Pro Comp 55 Driving Lights


WHY?   The stock headlights are pathetic.  Read comments on any of the Rhino forums and you'll soon notice that upgrading the headlights is a top priority for most owners.  I use my Rhino for hunting and working around the ranch and quite often I'm navigating trails in the dark.  The stock headlights cast a pitiful little beam about 20-30 feet in front of the vehicle, even on high; when driving in the dark I found myself immediately wishing for better coverage.  Upgrading to HID replacement lights is an option and many aftermarket kits are available, but I elected to go with the addition of a set of offroad driving lights.  After some investigation I decided on a set of Pro Comp 55 lights; I like their compact (5") size and their 55-watt H3 halogen bulbs cast a good amount of light.  I found a great price at for a pair of lights with black cases and fluted lenses.    I placed the order online; about $18 plus shipping. 

SERVICE. Awful.   After ordering I received a confirmation via email but I heard nothing for the next two weeks.  I called customer service and was told that the lights were to be drop-shipped from Pro Comp and they had dropped the ball.  I received a call from Pro Comp the next day and they promised to ship the lights immediately.  The package arrived at my doorstep one week later.  On the plus side, the lights arrived safely looked to be very good quality.
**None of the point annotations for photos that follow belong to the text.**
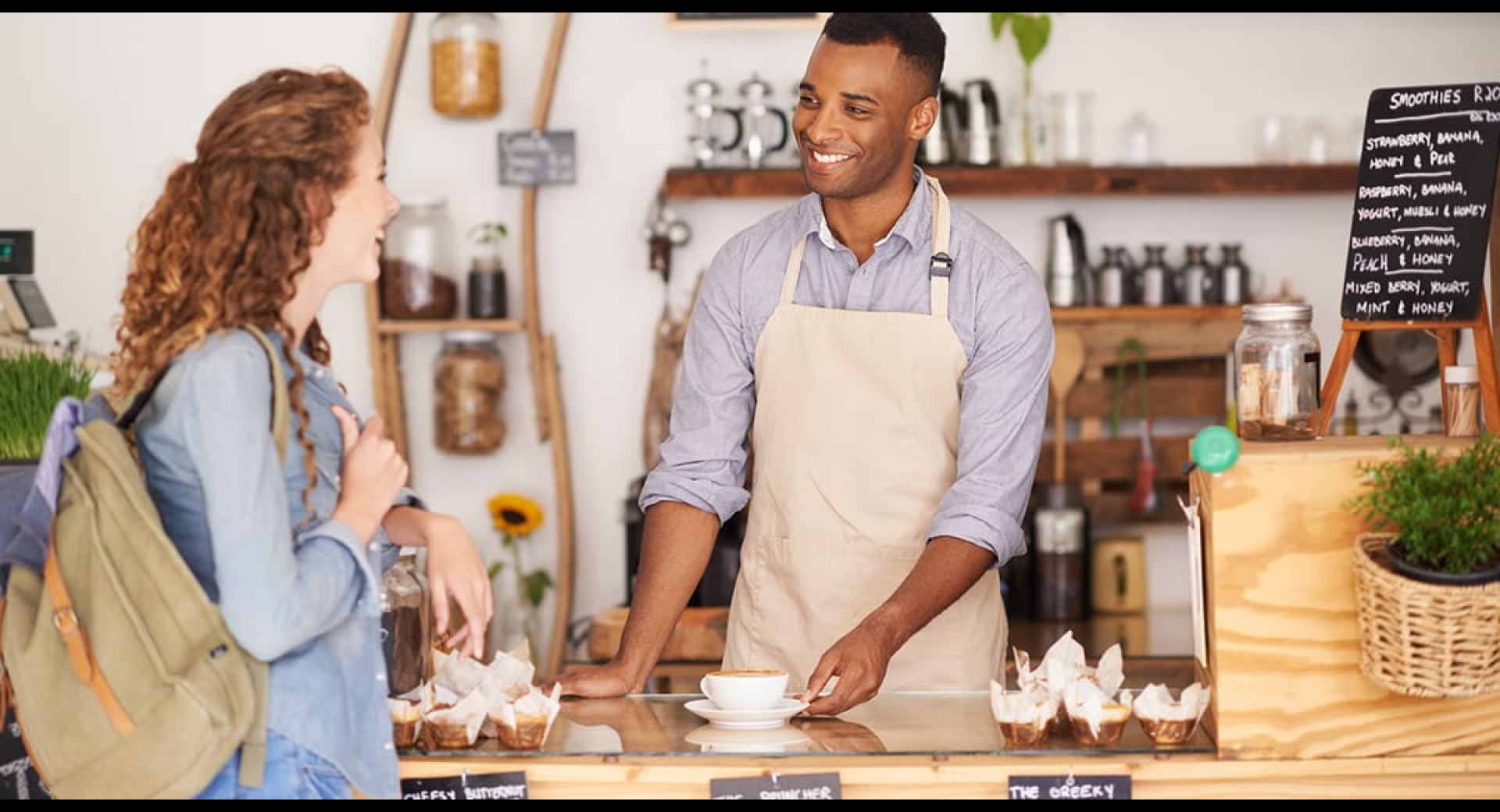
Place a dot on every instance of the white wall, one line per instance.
(101, 105)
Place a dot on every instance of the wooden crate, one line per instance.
(1283, 631)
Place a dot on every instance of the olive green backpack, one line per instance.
(127, 679)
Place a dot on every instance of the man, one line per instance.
(890, 354)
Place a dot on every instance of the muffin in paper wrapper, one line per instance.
(1095, 717)
(1025, 715)
(455, 727)
(1169, 719)
(523, 724)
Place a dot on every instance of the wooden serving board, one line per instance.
(699, 634)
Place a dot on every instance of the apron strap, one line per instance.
(941, 261)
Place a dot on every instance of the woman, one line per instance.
(284, 201)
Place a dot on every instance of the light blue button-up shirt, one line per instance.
(998, 309)
(298, 590)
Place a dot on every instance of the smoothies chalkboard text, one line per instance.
(1423, 204)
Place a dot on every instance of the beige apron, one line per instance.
(855, 443)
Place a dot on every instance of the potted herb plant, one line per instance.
(32, 381)
(1031, 32)
(1427, 574)
(1444, 511)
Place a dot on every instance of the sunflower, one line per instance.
(515, 515)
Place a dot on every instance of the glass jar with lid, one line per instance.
(470, 383)
(405, 624)
(416, 275)
(1278, 372)
(466, 63)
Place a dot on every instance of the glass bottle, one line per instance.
(1234, 276)
(1462, 401)
(1196, 282)
(1350, 415)
(417, 262)
(1278, 369)
(466, 63)
(1155, 277)
(1110, 277)
(405, 624)
(470, 383)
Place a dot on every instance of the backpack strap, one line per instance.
(252, 753)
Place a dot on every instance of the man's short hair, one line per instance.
(917, 35)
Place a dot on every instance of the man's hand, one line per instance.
(851, 670)
(605, 681)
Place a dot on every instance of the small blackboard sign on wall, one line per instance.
(1423, 204)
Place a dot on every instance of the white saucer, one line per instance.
(746, 719)
(777, 739)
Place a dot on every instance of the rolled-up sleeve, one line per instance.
(707, 450)
(278, 589)
(1002, 415)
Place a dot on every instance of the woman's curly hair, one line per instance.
(230, 236)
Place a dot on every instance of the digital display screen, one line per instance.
(17, 252)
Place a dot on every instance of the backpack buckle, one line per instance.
(65, 622)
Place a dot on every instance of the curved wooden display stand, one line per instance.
(386, 337)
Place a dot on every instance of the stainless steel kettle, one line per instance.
(981, 119)
(1069, 279)
(941, 144)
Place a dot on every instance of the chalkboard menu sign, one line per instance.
(1423, 204)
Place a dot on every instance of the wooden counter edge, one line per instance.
(983, 776)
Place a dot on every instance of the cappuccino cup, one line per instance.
(745, 688)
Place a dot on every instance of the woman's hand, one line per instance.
(456, 572)
(373, 475)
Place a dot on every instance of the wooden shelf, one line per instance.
(689, 182)
(1185, 351)
(392, 327)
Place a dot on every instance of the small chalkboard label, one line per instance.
(19, 779)
(777, 787)
(536, 158)
(1423, 204)
(1070, 789)
(467, 787)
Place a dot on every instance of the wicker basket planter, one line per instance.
(1424, 640)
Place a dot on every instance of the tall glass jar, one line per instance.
(1278, 370)
(470, 383)
(405, 624)
(417, 265)
(466, 63)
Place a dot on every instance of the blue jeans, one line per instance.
(291, 772)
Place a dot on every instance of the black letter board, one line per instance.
(1423, 204)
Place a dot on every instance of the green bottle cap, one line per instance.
(1216, 448)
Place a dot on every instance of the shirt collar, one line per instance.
(914, 223)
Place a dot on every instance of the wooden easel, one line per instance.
(1446, 334)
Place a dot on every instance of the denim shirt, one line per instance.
(298, 590)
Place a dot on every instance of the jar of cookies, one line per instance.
(417, 267)
(470, 384)
(1278, 370)
(466, 63)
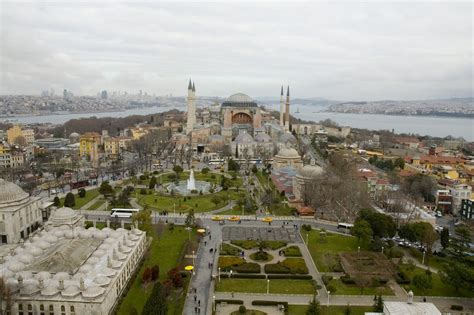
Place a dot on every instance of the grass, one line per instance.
(79, 202)
(324, 249)
(198, 203)
(337, 287)
(165, 252)
(277, 286)
(439, 288)
(331, 310)
(292, 251)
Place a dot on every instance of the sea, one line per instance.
(421, 125)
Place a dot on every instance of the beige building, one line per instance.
(20, 214)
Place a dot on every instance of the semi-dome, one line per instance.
(239, 100)
(288, 153)
(244, 138)
(310, 171)
(11, 193)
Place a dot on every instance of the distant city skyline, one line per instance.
(343, 51)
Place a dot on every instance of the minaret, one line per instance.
(282, 108)
(191, 119)
(287, 110)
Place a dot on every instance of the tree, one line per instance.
(362, 230)
(143, 218)
(444, 238)
(313, 308)
(81, 193)
(156, 303)
(152, 183)
(155, 272)
(69, 201)
(105, 189)
(422, 282)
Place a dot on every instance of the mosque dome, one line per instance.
(239, 100)
(310, 171)
(11, 193)
(243, 138)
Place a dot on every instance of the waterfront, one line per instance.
(422, 125)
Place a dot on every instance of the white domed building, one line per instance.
(287, 156)
(304, 176)
(20, 214)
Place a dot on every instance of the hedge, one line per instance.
(238, 302)
(296, 277)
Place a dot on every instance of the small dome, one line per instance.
(243, 138)
(11, 193)
(263, 138)
(310, 171)
(288, 153)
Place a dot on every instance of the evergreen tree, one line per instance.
(69, 201)
(156, 303)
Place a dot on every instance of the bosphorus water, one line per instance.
(422, 125)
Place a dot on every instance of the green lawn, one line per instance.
(325, 249)
(277, 286)
(337, 287)
(332, 310)
(439, 288)
(198, 203)
(165, 252)
(90, 194)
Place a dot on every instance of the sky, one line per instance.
(338, 50)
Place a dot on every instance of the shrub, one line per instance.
(229, 250)
(248, 268)
(81, 193)
(331, 288)
(228, 262)
(326, 279)
(292, 251)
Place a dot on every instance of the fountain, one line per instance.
(191, 182)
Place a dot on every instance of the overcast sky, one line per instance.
(343, 51)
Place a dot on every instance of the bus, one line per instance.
(346, 226)
(122, 213)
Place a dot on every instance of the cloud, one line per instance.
(345, 51)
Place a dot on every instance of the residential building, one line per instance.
(467, 208)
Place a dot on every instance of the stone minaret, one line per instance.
(191, 119)
(287, 110)
(282, 108)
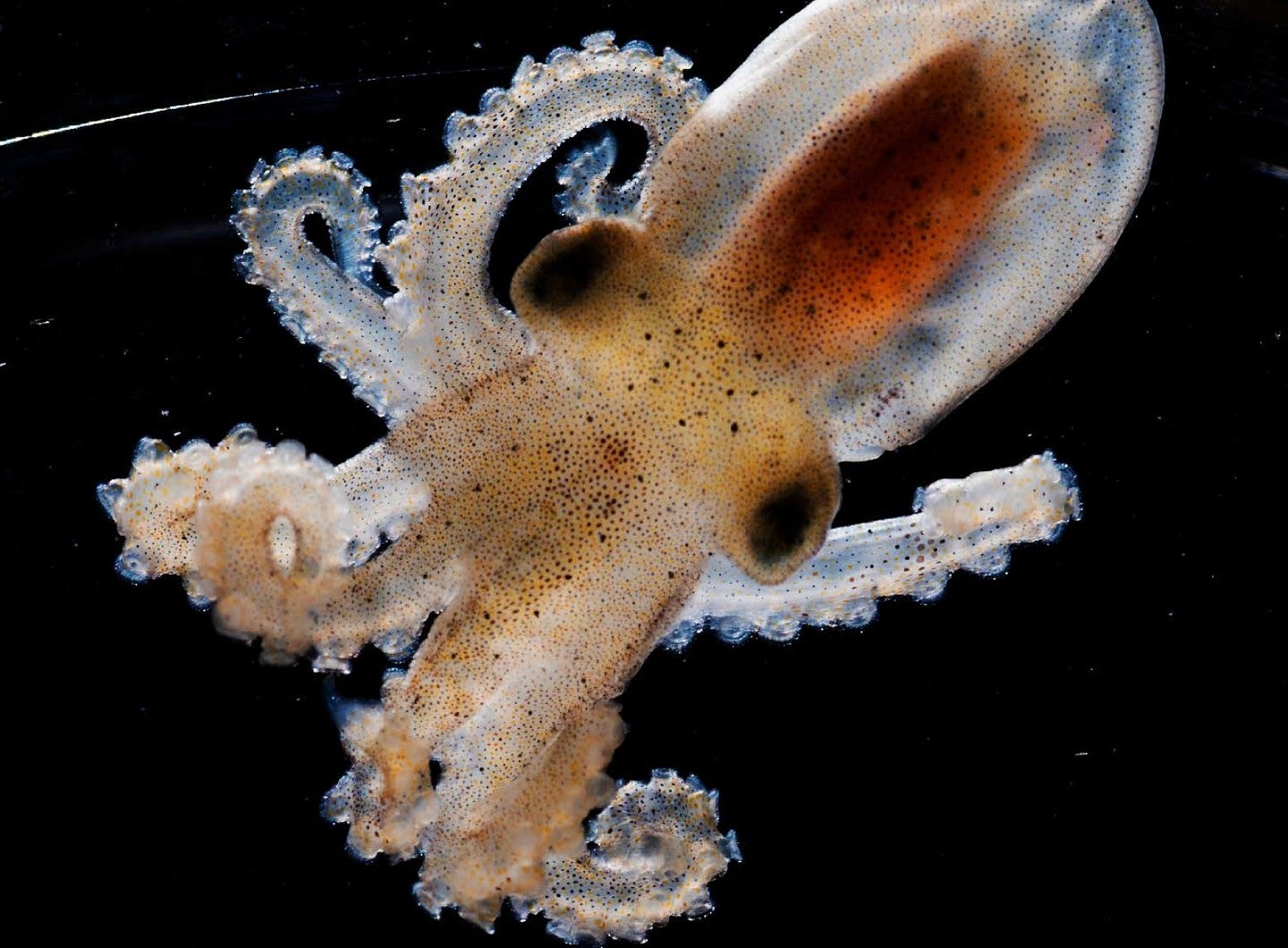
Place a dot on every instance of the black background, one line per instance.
(1089, 742)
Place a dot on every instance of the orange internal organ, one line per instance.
(875, 213)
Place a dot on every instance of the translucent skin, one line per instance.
(881, 209)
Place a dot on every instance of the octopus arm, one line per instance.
(269, 537)
(328, 300)
(438, 257)
(927, 187)
(487, 754)
(959, 524)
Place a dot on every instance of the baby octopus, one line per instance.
(886, 205)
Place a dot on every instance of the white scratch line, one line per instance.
(46, 133)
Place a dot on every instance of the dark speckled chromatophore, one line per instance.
(877, 211)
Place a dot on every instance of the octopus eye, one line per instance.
(568, 272)
(564, 275)
(779, 526)
(779, 521)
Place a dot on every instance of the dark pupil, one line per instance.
(779, 524)
(564, 277)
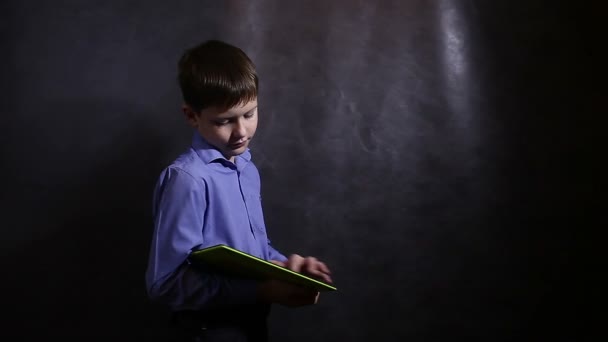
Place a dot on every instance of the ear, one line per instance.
(191, 115)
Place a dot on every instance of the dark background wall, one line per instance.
(438, 155)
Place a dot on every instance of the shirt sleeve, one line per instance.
(179, 207)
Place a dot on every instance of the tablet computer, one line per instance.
(231, 261)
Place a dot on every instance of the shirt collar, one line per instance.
(209, 154)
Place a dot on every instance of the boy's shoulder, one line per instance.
(188, 162)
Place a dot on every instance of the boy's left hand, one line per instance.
(307, 265)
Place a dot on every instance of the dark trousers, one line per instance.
(195, 327)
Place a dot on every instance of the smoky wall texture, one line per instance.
(438, 155)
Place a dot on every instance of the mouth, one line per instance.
(237, 145)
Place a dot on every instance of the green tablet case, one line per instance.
(232, 261)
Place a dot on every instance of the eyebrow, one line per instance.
(232, 116)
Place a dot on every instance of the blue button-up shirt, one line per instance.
(202, 199)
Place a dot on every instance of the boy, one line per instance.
(211, 195)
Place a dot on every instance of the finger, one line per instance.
(295, 262)
(277, 262)
(323, 267)
(317, 269)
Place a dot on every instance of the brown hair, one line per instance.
(216, 74)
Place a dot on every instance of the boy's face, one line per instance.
(229, 131)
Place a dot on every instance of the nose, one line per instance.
(240, 129)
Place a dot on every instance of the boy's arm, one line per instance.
(178, 218)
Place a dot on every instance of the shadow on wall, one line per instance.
(80, 271)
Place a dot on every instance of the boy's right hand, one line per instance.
(276, 291)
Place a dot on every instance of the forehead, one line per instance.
(237, 110)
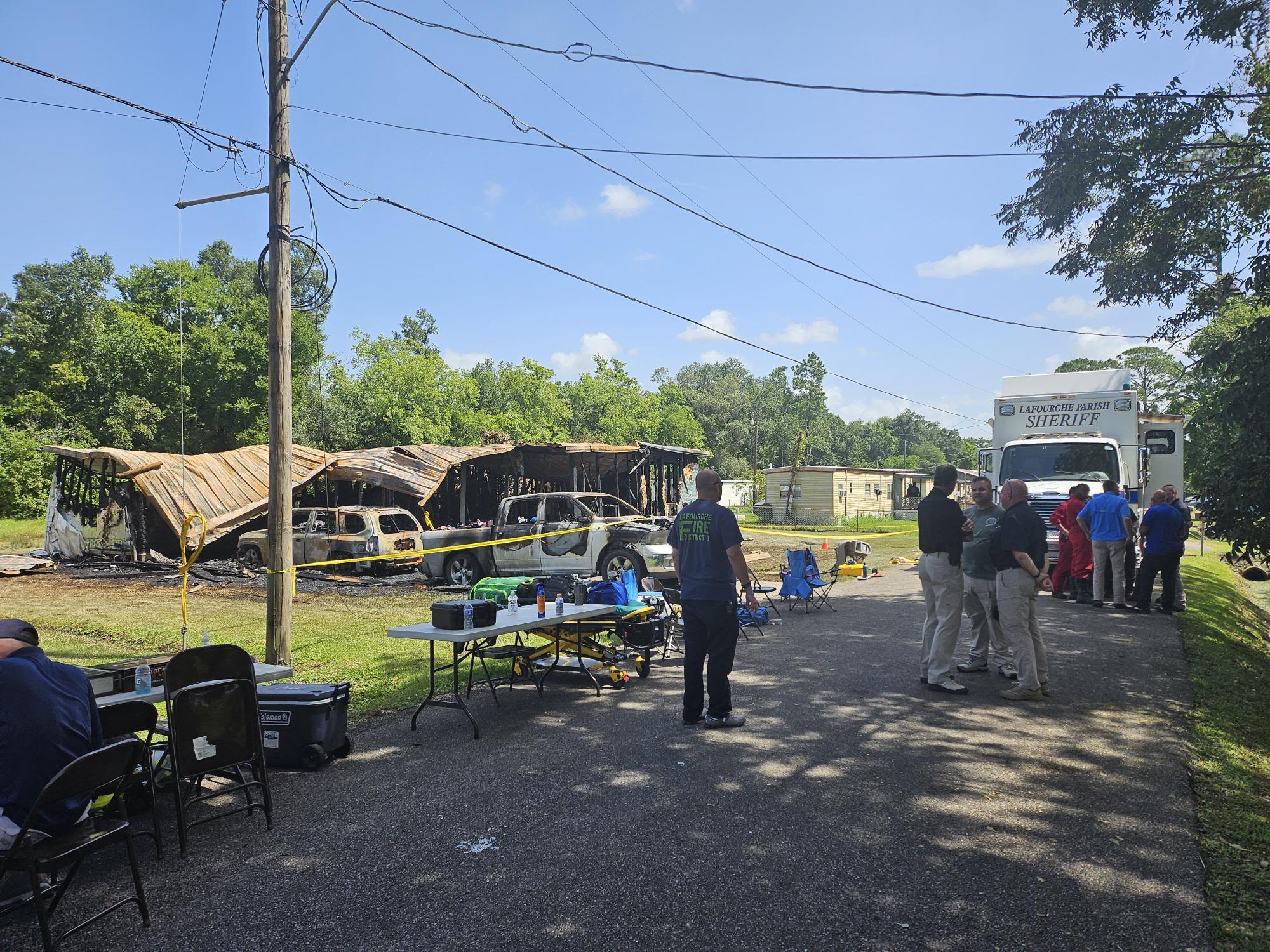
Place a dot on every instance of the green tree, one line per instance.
(1175, 215)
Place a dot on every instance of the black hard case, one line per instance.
(450, 615)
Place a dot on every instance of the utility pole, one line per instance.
(277, 638)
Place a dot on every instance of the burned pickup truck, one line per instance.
(547, 534)
(344, 532)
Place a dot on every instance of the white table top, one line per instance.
(264, 673)
(528, 618)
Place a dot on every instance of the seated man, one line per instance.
(48, 719)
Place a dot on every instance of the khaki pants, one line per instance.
(1017, 601)
(942, 586)
(1103, 549)
(981, 598)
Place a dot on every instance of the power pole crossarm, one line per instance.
(281, 565)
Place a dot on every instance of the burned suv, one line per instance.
(344, 532)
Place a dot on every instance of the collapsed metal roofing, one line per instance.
(232, 488)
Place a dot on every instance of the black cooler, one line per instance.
(304, 725)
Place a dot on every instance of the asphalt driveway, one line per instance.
(855, 812)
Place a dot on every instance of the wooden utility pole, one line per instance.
(277, 638)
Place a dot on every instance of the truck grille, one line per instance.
(1045, 506)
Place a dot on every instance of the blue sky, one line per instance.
(926, 228)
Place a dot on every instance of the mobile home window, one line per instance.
(1160, 442)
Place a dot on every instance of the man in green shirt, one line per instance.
(980, 579)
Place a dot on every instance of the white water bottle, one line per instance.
(144, 678)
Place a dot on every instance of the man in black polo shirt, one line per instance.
(48, 719)
(1018, 550)
(942, 529)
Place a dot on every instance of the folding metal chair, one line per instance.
(518, 654)
(138, 718)
(104, 771)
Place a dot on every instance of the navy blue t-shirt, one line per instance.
(703, 534)
(48, 719)
(1163, 527)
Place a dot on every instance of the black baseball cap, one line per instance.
(18, 630)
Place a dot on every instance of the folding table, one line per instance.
(525, 620)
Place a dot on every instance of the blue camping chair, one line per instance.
(806, 583)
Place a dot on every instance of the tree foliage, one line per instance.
(1166, 201)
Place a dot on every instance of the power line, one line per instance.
(700, 208)
(656, 154)
(799, 216)
(352, 202)
(355, 202)
(581, 53)
(203, 96)
(81, 109)
(526, 128)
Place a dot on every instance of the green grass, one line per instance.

INSTALLATION. Not terribly difficult, but probably should be done by someone with a knowledge of basic automotive wiring/electrics.  The first decision to be made involves the finding a location to mount the lights; since I already had the Seizmik Hood Rack in place I mounted the lights on the front of the rack support/brush guard.  The lights are available with a extra-cost installation kit which includes wiring, relay and switch but I decided to cobble together my own.  I had already installed a Painless Performance fuse block with relay so I elected to power the lights with it and use good marine-grade sealed rocker switches.  For safety and utility reasons I decided to power and switch the two lights separately; I bought the switches and a switch panel from the good folks at Black Rhino Performance.  Here's a look at the switches (the light switches are the two on the left):

It should be noted here that these lights pull 55 watts of power each, which probably just a bit more reserve power than the stock stator produces.  Operating them for any length of time would drain the stock battery so I wired them to an auxiliary battery.  The two batteries are connected by an isolator that keeps the load on the auxiliary battery from draining the stock unit but allows the auxiliary to charge after the stock battery is fully charged.  It's a handy set-up and one that should be considered by any owner who wants to run power-sapping lights and/or accessories.  See my article on the setup here.

RESULTS.  Fantastic--These lights make an incredible difference.  On my first test ride I drove down a ranch road on a dark night and took a pic of the road ahead illuminated by the stock headlights on high-beam.  After firing up the new driving lights I adjusted them a bit and took another look--what a difference! Here's what I saw:

stock headlights on high beam

stock headlights plus both driving lights


Worth the money? Absolutely.  The lights and switches cost me less than $50--that's some of the best money I've spent on this vehicle.  Highly recommended!